Per sottrarli al processo. È la tesi della Procura di Roma che con il pm Colaiocco espone i motivi per cui la corte dovrebbe permettere il processo: «I quattro imputati sanno perfettamente che oggi si apriva questo procedimento e di essere accusati di sequestro, lesioni e omicidio. Sono dei finti inconsapevoli», dice citando l’espressione coniata dalla Cassazione.
Colaiocco cita il gup Balestrieri che li ha rinviati a giudizio: non possono non sapere perché la copertura mediatica dell’evento è stata globale, perché come agenti dell’Nsa sono stati sentiti come testimoni, perché direttamente coinvolti nell’inchiesta egiziana e perché la richiesta di elezione del domicilio è stata mossa a ogni livello, giudiziario, politico, diplomatico.
Tesi sposatadalla famiglia, parte civile. Ballerini ripercorre la sequela di pressioni subite: l’arresto al Cairo del consulente dei Regeni, Ahmed Abdallah, e di Amal Fathy, attivista e moglie del legale della famiglia Mohammed Lofty: «Giulio muore perché qualcuno ha deciso che doveva morire. Gli sono stati rotti cinque denti, 15 ossa, incise lettere sul corpo. In un luogo che non poteva che essere della Nsa perché la tortura è stata esercitata con strumenti adeguati».

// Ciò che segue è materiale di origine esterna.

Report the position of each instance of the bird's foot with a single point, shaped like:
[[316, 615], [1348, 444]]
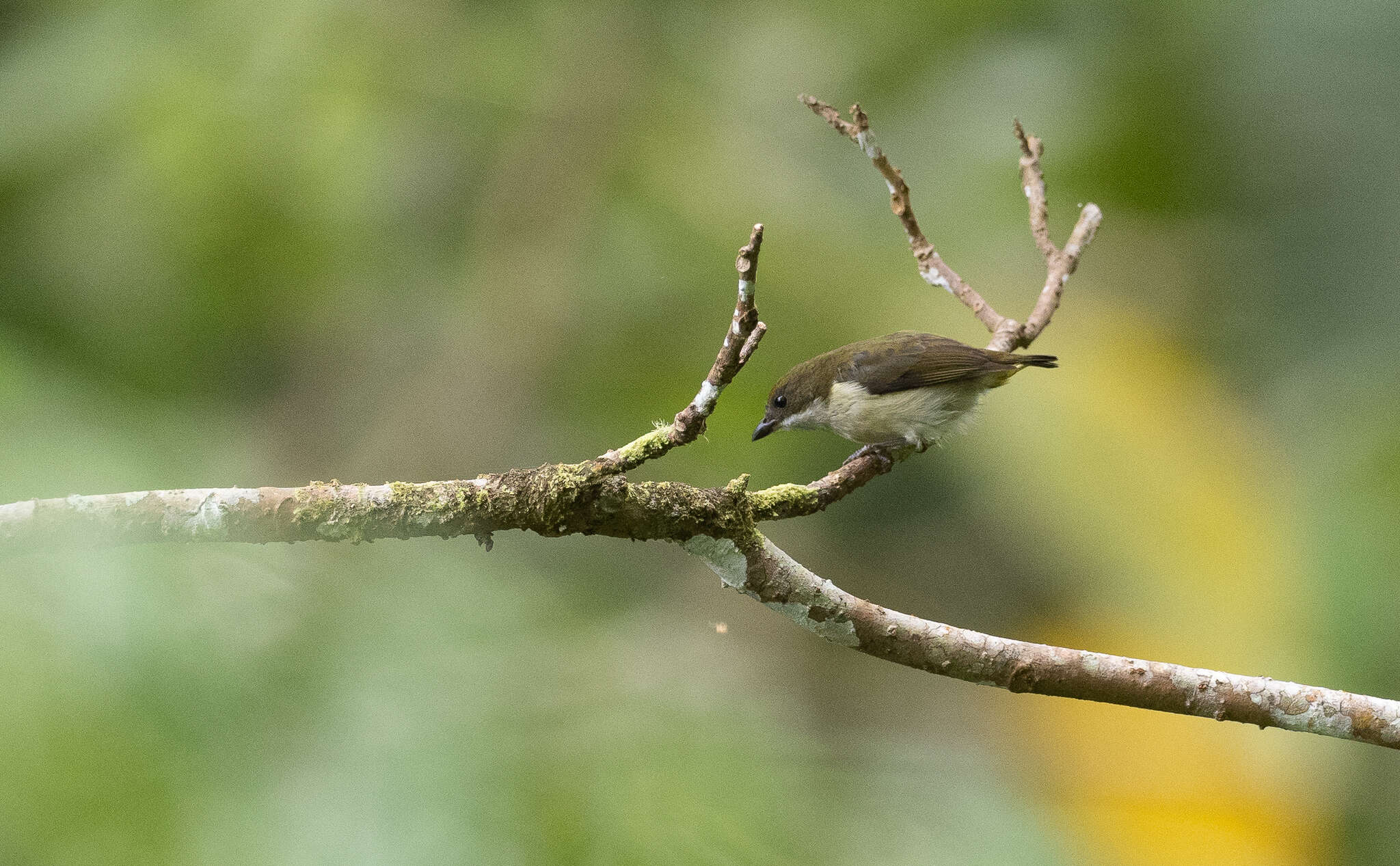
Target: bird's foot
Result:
[[877, 450]]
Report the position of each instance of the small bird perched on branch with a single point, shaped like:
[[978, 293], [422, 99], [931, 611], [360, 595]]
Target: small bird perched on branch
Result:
[[899, 390]]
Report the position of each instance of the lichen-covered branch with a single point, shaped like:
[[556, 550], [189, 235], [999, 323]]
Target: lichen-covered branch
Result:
[[762, 571], [553, 500], [718, 524]]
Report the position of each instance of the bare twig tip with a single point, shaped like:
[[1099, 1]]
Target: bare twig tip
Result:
[[746, 350]]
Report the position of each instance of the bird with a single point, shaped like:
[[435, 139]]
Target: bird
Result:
[[903, 390]]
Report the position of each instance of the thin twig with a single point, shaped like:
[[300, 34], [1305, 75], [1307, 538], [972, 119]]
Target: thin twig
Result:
[[931, 266], [740, 340], [1060, 263], [768, 574]]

Per ultimi prendono la parola i difensori d’ufficio dei quattro egiziani. Non entrano nel merito delle prove a loro carico, non era la sede, ma chiedono di annullare il rinvio a giudizio: «Ci aspettavamo la sospensione del procedimento, come avviene in questi casi – dice l’avvocata Ticconi, legale di Sharif, citando sentenze europee e la legge italiana – Non si può procedere contro imputati irreperibili. Si viola il diritto al contraddittorio».
Non è possibile affermare con certezza che i quattro siano a conoscenza del procedimento né che abbiamo attuato «comportamenti omissivi come il rifiuto a fornire il domicilio o la comunicazione di un domicilio sbagliato», aggiunge la legale di Tariq, Armellin.
«Non c’è stato comportamento omissivo degli imputati – dice l’avvocata Pollastro (Helmi) – ma delle autorità egiziane. Non basta la diffusione mediatica di un fatto» per venirne a conoscenza. Tanto più, conclude l’avvocato Sarno (Kamel), che i giornali egiziani non avrebbero riportato la notizia: «Vogliamo giustizia. Ma non ci sono le basi legali. Senza la collaborazione egiziana questo processo non si può fare».